Important Notice Regarding the Availability of Proxy Materials for the Annual Meeting: The Annual Report, Notice and Proxy Statement is/ are available at www.proxyvote.com .

ROWAN COMPANIES, INC.

This proxy is solicited by the Board of Directors Annual Meeting of Stockholders April 29, 2010

The stockholder(s) hereby appoint(s) W. Matt Ralls and Melanie M. Trent, or either of them, as proxies, each with the power to appoint his/her substitute, and hereby authorize(s) them to represent and to vote, as designated on the reverse side of this ballot, all of the shares of Common Stock of Rowan Companies, Inc. that the stockholder(s) is/are entitled to vote at the 2010 Annual Meeting of Stockholders of Rowan Companies, Inc., and any adjournment or postponement thereof, and, in their discretion, on all other matters that may properly come before such meeting.

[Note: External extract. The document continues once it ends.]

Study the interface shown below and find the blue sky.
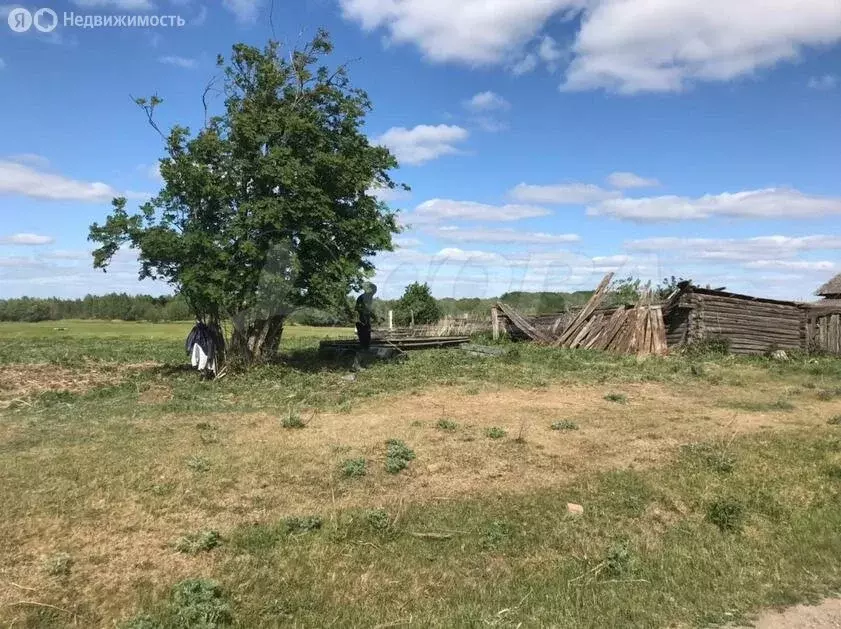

The undersigned hereby revokes all proxies previously given by the undersigned to vote at the 2010 Annual Meeting of Stockholders or any adjournment or postponement thereof.

THIS PROXY, WHEN PROPERLY EXECUTED, WILL BE VOTED AS DIRECTED BY THE

STOCKHOLDER(S). IF NO SUCH DIRECTIONS ARE MADE, THIS PROXY WILL BE VOTED FOR THE ELECTION OF EACH NOMINEE FOR THE BOARD OF DIRECTORS AND FOR EACH PROPOSAL LISTED ON THE REVERSE SIDE.

PLEASE MARK, SIGN, DATE AND RETURN THIS PROXY CARD PROMPTLY USING THE ENCLOSED REPLY ENVELOPE.